FIG. 5 is an explanatory diagram of a short-circuited part after completion of cutting.

FIG. 6 is a partial configuration diagram of a pattern correction device according to a second embodiment.

FIG. 7 is a partial configuration diagram of a pattern correction device according to a third embodiment.

FIG. 8 is an explanatory diagram illustrating an unnecessary portion of a circuit pattern.

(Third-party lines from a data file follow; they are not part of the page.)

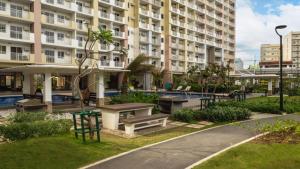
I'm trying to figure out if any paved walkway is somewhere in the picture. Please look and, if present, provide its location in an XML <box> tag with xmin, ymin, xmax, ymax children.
<box><xmin>86</xmin><ymin>115</ymin><xmax>300</xmax><ymax>169</ymax></box>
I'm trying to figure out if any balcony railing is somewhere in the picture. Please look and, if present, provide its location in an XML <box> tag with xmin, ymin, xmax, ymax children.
<box><xmin>41</xmin><ymin>0</ymin><xmax>76</xmax><ymax>11</ymax></box>
<box><xmin>99</xmin><ymin>60</ymin><xmax>124</xmax><ymax>68</ymax></box>
<box><xmin>10</xmin><ymin>52</ymin><xmax>29</xmax><ymax>61</ymax></box>
<box><xmin>46</xmin><ymin>55</ymin><xmax>55</xmax><ymax>63</ymax></box>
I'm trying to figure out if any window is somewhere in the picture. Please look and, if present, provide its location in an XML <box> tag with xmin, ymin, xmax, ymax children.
<box><xmin>57</xmin><ymin>51</ymin><xmax>65</xmax><ymax>59</ymax></box>
<box><xmin>76</xmin><ymin>2</ymin><xmax>83</xmax><ymax>12</ymax></box>
<box><xmin>45</xmin><ymin>50</ymin><xmax>54</xmax><ymax>63</ymax></box>
<box><xmin>57</xmin><ymin>15</ymin><xmax>65</xmax><ymax>23</ymax></box>
<box><xmin>57</xmin><ymin>0</ymin><xmax>65</xmax><ymax>5</ymax></box>
<box><xmin>10</xmin><ymin>26</ymin><xmax>22</xmax><ymax>39</ymax></box>
<box><xmin>10</xmin><ymin>47</ymin><xmax>23</xmax><ymax>60</ymax></box>
<box><xmin>44</xmin><ymin>12</ymin><xmax>54</xmax><ymax>24</ymax></box>
<box><xmin>0</xmin><ymin>24</ymin><xmax>6</xmax><ymax>32</ymax></box>
<box><xmin>10</xmin><ymin>4</ymin><xmax>22</xmax><ymax>18</ymax></box>
<box><xmin>45</xmin><ymin>31</ymin><xmax>54</xmax><ymax>43</ymax></box>
<box><xmin>0</xmin><ymin>2</ymin><xmax>6</xmax><ymax>11</ymax></box>
<box><xmin>0</xmin><ymin>46</ymin><xmax>6</xmax><ymax>54</ymax></box>
<box><xmin>57</xmin><ymin>33</ymin><xmax>65</xmax><ymax>41</ymax></box>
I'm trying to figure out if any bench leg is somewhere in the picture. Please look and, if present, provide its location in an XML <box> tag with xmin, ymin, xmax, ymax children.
<box><xmin>125</xmin><ymin>124</ymin><xmax>134</xmax><ymax>136</ymax></box>
<box><xmin>162</xmin><ymin>118</ymin><xmax>167</xmax><ymax>127</ymax></box>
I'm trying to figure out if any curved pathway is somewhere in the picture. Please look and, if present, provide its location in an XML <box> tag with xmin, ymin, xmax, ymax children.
<box><xmin>82</xmin><ymin>115</ymin><xmax>300</xmax><ymax>169</ymax></box>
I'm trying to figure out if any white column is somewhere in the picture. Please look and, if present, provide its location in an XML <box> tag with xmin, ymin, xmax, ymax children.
<box><xmin>268</xmin><ymin>79</ymin><xmax>273</xmax><ymax>96</ymax></box>
<box><xmin>43</xmin><ymin>73</ymin><xmax>52</xmax><ymax>113</ymax></box>
<box><xmin>96</xmin><ymin>72</ymin><xmax>105</xmax><ymax>107</ymax></box>
<box><xmin>22</xmin><ymin>73</ymin><xmax>31</xmax><ymax>94</ymax></box>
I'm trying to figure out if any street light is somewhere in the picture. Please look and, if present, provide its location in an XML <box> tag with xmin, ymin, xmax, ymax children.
<box><xmin>275</xmin><ymin>25</ymin><xmax>287</xmax><ymax>111</ymax></box>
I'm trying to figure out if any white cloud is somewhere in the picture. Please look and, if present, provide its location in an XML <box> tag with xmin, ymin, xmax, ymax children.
<box><xmin>236</xmin><ymin>0</ymin><xmax>300</xmax><ymax>67</ymax></box>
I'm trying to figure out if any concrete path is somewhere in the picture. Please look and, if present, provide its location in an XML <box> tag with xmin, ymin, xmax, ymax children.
<box><xmin>84</xmin><ymin>115</ymin><xmax>300</xmax><ymax>169</ymax></box>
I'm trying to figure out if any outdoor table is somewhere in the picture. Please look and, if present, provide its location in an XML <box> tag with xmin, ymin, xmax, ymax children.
<box><xmin>100</xmin><ymin>103</ymin><xmax>154</xmax><ymax>130</ymax></box>
<box><xmin>158</xmin><ymin>96</ymin><xmax>188</xmax><ymax>114</ymax></box>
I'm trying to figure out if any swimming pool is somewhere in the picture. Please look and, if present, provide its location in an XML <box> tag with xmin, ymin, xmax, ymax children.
<box><xmin>0</xmin><ymin>91</ymin><xmax>120</xmax><ymax>108</ymax></box>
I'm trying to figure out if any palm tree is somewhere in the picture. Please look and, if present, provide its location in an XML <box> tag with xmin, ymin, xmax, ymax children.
<box><xmin>73</xmin><ymin>28</ymin><xmax>113</xmax><ymax>111</ymax></box>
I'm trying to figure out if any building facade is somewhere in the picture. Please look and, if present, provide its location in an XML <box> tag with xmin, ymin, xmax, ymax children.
<box><xmin>283</xmin><ymin>32</ymin><xmax>300</xmax><ymax>69</ymax></box>
<box><xmin>234</xmin><ymin>58</ymin><xmax>244</xmax><ymax>70</ymax></box>
<box><xmin>0</xmin><ymin>0</ymin><xmax>235</xmax><ymax>92</ymax></box>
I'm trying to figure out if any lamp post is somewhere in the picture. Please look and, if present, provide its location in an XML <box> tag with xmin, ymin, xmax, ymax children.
<box><xmin>275</xmin><ymin>25</ymin><xmax>287</xmax><ymax>111</ymax></box>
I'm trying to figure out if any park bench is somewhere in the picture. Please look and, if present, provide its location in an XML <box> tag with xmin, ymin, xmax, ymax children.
<box><xmin>100</xmin><ymin>103</ymin><xmax>154</xmax><ymax>130</ymax></box>
<box><xmin>123</xmin><ymin>114</ymin><xmax>168</xmax><ymax>136</ymax></box>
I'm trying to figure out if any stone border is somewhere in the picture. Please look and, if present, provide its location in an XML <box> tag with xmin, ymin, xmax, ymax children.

FIG. 9 is an explanatory diagram illustrating an excessive cutting process.

[Explanation of symbols]

 DESCRIPTION OF SYMBOLS 1 ... Cutter drive means 2 ... Light irradiation means 3 ... Fluorescence detection means 4 ... Cutter stop means 5 ... Cutter 10 ... Printed circuit board 10a ... Insulating layer 10b ... Short circuit location 13 ... Pattern correction device 20 ... Ultrasonic cutter 21 ... Driver 22 ... Cutter controller 23 ... Input device 24 ... Ar laser tube 25 ... Condenser lens system 26 ... Spectroscope 27 ... Photomul 28 ... Amplifier 29 ... A / D converter 40 ... Laser cutter 41 ... Laser

Claims (4)

[Claims] 1. An unnecessary portion of the conductor pattern of a printed circuit board (10) having an insulating layer (10a) made of an insulator that emits fluorescence when light is incident and a conductor pattern formed on the insulating layer (10a). In a pattern correction device (13) for a printed circuit board, which comprises a cutter (5) for removing (10b) and a cutter driving means (1) for driving this cutter (5), an unnecessary portion (10) of the conductor pattern is provided.
b) a light irradiating means (2), a fluorescence detecting means (3) for detecting fluorescence from the light reflected by the unnecessary portion (10b), and a fluorescence detecting means (3) for detecting the fluorescence. A pattern correcting device (13) for a printed circuit board, comprising: cutter stopping means (4) for automatically stopping the cutter (5) based on the intensity of fluorescent light. 2. The cutter (5) is an ultrasonic cutter (20).
The pattern correction device for a printed circuit board according to claim 1. 3. The cutter (5) is a laser cutter (40).
The pattern correction device for a printed circuit board according to claim 1. 4. The pattern repairing device for a printed circuit board according to claim 3, wherein one laser (41) is used for the light irradiating means (2) and the laser cutter (40).